You know, I lived in Detroit for a long time, which is a majority Black city, and in most neighborhoods an almost 100% Black city. I mention that because I want to talk about Prosperity Gospel a little bit, which is something of a different phenomenon among economically disadvantaged people than among rich white huckster preachers.
(That said, I don't know anything about the guy you wrote about, so this is more of a riff than a direct comment.)
It's just that Prosperity Gospel was pretty popular among my Black friends and neighbors in Detroit, almost to the point that it seemed like an expected part of faith for them.
I thought that was pretty ridiculous at first, until I started thinking about how my black friends and neighbors in Detroit had a little to no expectation of prosperity by simply playing by the rules.
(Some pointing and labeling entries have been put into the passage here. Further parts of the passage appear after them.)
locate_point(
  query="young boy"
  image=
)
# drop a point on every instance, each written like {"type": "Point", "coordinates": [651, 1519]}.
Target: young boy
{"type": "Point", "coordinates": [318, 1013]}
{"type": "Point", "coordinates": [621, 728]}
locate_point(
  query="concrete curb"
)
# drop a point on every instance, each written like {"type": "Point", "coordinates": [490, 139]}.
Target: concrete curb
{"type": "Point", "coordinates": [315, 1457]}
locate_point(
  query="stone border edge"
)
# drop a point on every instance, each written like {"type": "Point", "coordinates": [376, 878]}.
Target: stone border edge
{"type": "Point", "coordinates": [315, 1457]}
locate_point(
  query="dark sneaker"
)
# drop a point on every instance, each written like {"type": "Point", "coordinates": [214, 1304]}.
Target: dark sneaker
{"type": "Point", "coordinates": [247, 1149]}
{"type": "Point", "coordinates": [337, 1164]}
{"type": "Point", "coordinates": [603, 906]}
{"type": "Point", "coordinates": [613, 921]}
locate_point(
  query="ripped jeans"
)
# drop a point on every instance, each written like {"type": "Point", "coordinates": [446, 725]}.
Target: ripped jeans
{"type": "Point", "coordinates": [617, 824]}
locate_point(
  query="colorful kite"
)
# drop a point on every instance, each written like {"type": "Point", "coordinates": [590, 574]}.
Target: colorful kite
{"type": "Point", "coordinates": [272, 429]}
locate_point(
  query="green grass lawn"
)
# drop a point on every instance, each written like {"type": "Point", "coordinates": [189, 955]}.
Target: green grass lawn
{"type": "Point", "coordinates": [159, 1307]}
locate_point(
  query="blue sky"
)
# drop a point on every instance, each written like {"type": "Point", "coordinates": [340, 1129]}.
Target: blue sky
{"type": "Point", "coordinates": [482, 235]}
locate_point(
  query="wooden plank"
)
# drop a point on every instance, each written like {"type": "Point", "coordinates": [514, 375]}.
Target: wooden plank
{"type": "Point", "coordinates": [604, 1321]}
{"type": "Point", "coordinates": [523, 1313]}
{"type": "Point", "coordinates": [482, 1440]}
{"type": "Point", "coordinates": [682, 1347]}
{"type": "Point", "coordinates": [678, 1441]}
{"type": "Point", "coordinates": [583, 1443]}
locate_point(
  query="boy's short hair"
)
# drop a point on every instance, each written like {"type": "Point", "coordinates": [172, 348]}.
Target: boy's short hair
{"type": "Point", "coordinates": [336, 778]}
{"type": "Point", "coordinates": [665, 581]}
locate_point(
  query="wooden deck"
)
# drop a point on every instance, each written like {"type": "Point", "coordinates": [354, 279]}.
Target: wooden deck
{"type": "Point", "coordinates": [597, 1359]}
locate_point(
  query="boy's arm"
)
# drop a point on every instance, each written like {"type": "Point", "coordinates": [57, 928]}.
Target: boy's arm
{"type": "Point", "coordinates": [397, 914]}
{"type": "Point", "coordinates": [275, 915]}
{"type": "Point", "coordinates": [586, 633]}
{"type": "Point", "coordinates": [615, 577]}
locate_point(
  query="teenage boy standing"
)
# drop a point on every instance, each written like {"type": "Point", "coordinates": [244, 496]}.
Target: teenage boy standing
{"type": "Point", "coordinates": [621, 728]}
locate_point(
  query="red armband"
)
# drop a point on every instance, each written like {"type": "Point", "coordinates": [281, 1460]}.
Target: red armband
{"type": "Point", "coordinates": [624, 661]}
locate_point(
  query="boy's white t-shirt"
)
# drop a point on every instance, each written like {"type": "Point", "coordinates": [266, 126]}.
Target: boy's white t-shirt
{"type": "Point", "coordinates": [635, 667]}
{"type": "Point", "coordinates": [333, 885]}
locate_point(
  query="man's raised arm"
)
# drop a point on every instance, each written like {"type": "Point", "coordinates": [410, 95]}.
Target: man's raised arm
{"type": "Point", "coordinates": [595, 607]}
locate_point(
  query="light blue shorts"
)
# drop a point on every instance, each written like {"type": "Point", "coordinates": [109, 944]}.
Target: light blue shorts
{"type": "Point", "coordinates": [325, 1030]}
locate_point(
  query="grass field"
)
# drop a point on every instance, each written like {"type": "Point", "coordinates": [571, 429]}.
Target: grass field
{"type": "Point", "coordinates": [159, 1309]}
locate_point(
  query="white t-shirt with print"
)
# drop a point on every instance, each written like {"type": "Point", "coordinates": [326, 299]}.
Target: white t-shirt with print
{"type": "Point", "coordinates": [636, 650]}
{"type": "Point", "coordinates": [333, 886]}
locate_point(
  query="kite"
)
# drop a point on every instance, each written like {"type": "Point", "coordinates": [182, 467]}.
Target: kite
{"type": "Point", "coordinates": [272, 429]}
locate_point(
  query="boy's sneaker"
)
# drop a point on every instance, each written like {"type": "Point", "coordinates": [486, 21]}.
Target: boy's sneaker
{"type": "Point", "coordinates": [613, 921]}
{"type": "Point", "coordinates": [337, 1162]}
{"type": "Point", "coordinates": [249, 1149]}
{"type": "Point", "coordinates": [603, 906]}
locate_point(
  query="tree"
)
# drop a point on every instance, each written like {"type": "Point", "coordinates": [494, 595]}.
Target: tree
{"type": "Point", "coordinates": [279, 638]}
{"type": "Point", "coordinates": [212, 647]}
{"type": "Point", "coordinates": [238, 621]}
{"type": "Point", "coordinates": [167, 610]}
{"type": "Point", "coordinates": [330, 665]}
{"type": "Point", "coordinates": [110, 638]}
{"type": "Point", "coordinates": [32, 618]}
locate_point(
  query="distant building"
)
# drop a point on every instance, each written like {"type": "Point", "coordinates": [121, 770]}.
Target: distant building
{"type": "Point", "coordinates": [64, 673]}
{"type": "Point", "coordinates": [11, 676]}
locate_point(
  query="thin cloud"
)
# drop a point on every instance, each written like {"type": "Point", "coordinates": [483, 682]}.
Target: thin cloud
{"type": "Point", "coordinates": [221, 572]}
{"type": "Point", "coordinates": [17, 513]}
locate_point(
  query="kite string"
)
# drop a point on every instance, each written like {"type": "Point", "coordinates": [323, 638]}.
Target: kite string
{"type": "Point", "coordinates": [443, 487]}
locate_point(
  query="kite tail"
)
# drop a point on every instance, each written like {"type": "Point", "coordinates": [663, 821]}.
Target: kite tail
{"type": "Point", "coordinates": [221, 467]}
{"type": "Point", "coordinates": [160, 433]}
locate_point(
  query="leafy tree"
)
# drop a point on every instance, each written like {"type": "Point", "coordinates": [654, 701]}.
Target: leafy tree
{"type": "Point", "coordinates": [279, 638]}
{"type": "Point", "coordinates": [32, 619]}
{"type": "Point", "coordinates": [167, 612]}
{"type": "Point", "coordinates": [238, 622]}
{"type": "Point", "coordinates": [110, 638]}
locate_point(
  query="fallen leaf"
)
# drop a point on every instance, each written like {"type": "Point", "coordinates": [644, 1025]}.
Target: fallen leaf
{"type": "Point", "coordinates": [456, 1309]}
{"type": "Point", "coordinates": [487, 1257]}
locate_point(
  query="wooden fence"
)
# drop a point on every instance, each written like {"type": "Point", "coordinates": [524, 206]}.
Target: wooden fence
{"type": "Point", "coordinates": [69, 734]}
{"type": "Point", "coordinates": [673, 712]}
It's not like all Black people are poor in Detroit, but the deck is certainly stacked against them. It's systemically stacked. Public schools are crumbling and mostly dysfunctional. White flight in the 60s and '70s emptied out whole neighborhoods, and you can walk down entire streets were only one out of every three houses or so is occupied.
There isn't enough property tax base to take care of the city anymore, and the state legislature, dominated by Republicans, ignores and neglects Detroit, often with barely disguised racist contempt.
Food is more expensive for people in Detroit than in many places, because grocery stores don't want to locate there, at least not outside relatively prosperous islands that dot the city.
Many Detroiters have limited horizons, because they can't imagine leaving the city. They try not to, at least not if they're driving, because cops in the surrounding municipalities are very fast to pull over cars with Black drivers, usually on flimsy pretext.
So anyway, here you have this culture where people live in a developed nation surrounded by wealthy neighborhoods, but whose own world is defined in important ways by poverty and hopelessness.
Looking at it like that, Prosperity Gospel feels more like justice than hucksterism. I'm not saying it's any more valid, but when a preacher stands up and says God wants you to be successful, wants you to overcome the obstacles the white man puts in your place to keep you down, that resonates.
And sometimes it's a positive force. It might look crass that people are thinking and talking about money all the time, but when you don't have any money and have little hope of ever having any, it's kind of natural.
And if that turns into people working hard together to further their educations, to go into business, and to become more prosperous than they thought they could, well ... it's hard to argue with that.
That's more what Prosperity Gospel is in Detroit than what it is in the white world. And yes, sometimes there's bling and gold chains and fancy cars. That turns me off, but I grew up with no doubt that I could drive a car if I wanted to and afford nice clothes and a decent place to live.
So when I diss Prosperity Gospel (and I do), I try to leave systemically disadvantaged people out of the conversation.
Again, I'm not saying that has anything to do with the guy you wrote about or his congregation. But I thought about Detroit when I watched that YouTube video.